Methodology

Strength in numbers – The challenges of a robust reference value

Core hypothesis: High signal = high amount of ADA present in the sample

One measurement of signal intensity could potentially replace a multi-tier sequence of assays which provide only positive “+” / negative “-“ information.

To realize a reliable ADA analysis in a single tier approach, a set of prerequisites are required:

Appropriate increased cut-points to minimize false-positive samples:

Calculate positive/negative threshold („cut-point“) with decreased „False Positive Rate“ (e.g. 1% instead of 5% „FPR“): Thereby, confirmatory tier  assay is replaced by signal strength: positive sample status is confirmed due to high-level signals.

Minimize potential systematic bias caused by: ASSAY-TO-ASSAY VARIATION

Absolute signal intensity varies from assay to assay – Ensure and confirm during assay development that normalization (“S/N” = sample signals divided by negative control samples)  is sufficient to compensate assay-to-assay variation of measured signals

Minimize potential systematic bias caused by: DRUG INTERFERENCE

The presence of drug will decrease signals – this interferes with signal strength evaluation: Ensure and confirm improved drug tolerance during assay development and validation: While in current multi-tier approach a qualitative drug tolerance is sufficient (as long as signals are still positive decrease doesn‘t matter) one tier analysis requires quantitative drug tolerance

Minimize potential systematic bias caused by: HOOK EFFECT

A prozone effect / oversaturation with ADA will decrease signals and thus also interferes with signal strength evaluation: Ensure and confirm absence of prozone effect in the relevant concentration range (ng/mL – mg/mL) during assay development and validation; if prozone effect is there, include titration controls

Chimera has established and optimized an adapted protocol for electrochemiluminescence (MSD) detection of ADA presence in a one-step bridging assay set-up. The combination of Chimera’s AnySource® strategies and the reliable MSD technology enables robust performance, high drug tolerance, and a broad dynamic detection range.

The presence of ADA was first evaluated in a validated conventional 3-tier approach. Normalized signals (S/N) were recorded in screening assay tier for comparison with screening cut-point, screening positive samples were analyzed for signal inhibition (%SI) in confirmatory tier and confirmatory positive samples were serially diluted for titer determination, respectively.

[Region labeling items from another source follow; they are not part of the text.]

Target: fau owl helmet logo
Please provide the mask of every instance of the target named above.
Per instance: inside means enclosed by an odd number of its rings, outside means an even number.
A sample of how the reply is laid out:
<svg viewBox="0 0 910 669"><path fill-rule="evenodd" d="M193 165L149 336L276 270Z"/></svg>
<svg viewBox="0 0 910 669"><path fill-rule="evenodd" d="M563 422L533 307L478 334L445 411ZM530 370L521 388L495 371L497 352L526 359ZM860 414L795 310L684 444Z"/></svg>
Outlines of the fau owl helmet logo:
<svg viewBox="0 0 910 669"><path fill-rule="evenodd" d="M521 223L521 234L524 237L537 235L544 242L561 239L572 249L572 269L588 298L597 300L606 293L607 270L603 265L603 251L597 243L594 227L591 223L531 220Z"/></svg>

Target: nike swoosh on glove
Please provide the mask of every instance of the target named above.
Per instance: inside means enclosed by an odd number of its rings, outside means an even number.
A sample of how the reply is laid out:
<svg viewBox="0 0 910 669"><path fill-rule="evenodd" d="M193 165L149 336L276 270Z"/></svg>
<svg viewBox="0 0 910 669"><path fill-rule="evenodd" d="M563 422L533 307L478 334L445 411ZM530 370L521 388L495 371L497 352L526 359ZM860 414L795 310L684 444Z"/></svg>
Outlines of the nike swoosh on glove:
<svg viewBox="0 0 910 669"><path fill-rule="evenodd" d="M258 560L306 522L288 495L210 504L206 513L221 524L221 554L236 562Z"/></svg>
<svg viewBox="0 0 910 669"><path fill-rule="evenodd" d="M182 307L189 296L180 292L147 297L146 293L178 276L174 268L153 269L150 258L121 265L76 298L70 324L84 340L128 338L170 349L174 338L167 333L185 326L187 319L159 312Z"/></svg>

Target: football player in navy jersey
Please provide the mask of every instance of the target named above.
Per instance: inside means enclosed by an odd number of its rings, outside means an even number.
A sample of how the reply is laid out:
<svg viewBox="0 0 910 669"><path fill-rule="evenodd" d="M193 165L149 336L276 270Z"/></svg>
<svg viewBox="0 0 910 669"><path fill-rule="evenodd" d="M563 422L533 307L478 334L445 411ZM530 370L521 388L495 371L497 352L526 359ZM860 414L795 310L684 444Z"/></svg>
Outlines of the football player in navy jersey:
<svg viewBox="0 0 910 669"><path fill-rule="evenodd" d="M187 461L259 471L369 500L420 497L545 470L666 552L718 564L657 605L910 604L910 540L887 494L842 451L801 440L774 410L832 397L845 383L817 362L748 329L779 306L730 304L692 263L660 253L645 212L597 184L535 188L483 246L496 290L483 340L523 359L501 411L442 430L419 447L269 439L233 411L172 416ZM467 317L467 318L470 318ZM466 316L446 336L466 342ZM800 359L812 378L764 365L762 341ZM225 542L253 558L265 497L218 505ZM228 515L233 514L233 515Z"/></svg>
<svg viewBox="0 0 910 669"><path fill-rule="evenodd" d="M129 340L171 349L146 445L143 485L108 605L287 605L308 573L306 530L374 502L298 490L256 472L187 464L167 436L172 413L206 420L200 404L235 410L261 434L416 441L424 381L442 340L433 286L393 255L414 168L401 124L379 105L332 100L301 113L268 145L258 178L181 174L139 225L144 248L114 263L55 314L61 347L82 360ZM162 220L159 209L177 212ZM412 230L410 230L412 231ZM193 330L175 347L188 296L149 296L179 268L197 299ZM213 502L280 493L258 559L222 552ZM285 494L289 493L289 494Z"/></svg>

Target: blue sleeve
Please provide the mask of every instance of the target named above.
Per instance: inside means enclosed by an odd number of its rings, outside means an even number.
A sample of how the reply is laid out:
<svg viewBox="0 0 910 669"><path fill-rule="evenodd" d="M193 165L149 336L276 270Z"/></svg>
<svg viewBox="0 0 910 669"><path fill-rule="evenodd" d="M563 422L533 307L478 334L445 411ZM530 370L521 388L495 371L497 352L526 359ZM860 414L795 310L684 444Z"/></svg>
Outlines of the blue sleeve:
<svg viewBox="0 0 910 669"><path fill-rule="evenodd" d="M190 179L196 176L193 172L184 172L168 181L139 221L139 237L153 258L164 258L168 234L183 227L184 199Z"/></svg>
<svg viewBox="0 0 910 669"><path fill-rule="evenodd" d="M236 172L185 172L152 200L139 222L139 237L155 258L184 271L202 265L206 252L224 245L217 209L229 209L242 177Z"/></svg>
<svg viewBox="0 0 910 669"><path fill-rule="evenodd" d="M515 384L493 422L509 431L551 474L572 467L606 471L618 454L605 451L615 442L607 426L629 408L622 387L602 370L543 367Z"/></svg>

Additionally, the comparison of the numerical value of S/N  with %SI and titer enabled determination of Pearson correlation coefficient for these parameters. Positive/negative status of S/N values were also determined with an adapted 1% FPR cut-point. The amount of samples with the same positive/negative status for 1% FPR S/N analysis vs. confirmatory status was calculated in % of total screening-positive samples.

Conclusions

There is more than one way – Confirmed correlation is not a status, but a process

Our findings indicate that S/N analysis could support a 2-tier strategy combination of confirmatory assay and S/N evaluation. This replaces the especially elaborate titer determination (requiring multiple additional dilution samples and consuming high amounts of biological matrix). High robustness against drug and prozone interference is mandatory for this approach and should be confirmed accordingly in selection of assay set-up and validation parameters.

The observed general feasibility of a 2-tiered ADA testing strategy thereby enables more efficient sample evaluation but demonstrates also the current limitations of S/N analysis, especially in relation to the confirmatory tier.

Currently, a high correlation between %SI and S/N values is not necessarily equivalent to fully identical results for “confirmatory positive” and “S/N positive” status – and vice versa. Thus, a systematic evaluation of an increased dataset is recommended for an improved understanding of the underlying drug/ADA interactions. This is now in progress as chimera continues to subject all available ADA data to the innovative S/N analysis strategy.

Until it is fully clarified which effect causes the observed systematic pattern of low %SI vs. high S/N response, confirmatory assay %SI and “one-tier” S/N should be recorded in parallel for further in-depth analysis of signal strength information.

Results do, however, vary in impact from study to study. The evaluated studies reveal both shared correlation patterns and study-specific effects. A case-to-case evaluation of immunogenicity risk assessment and applicability of the 2-tier or even a potential 1-tier strategy should be applied during method development and validation for each study.

S/N information does provide valuable additional information for immunogenicity analysis and should thus be an important part of ADA assay set-up in the future. With expanded experience in S/N analysis, this could open a reliable pathway to the aspired streamlined 1-tier immunogenicity set-up.

The inherent potential of the 1- and 2-tier strategy to expedite data delivery and reduce resource needs in clinical development by enhanced operational efficiency clearly justifies an extended in-depth testing of this innovative approach, including further validation studies and regulatory engagement to optimize implementation in clinical trials.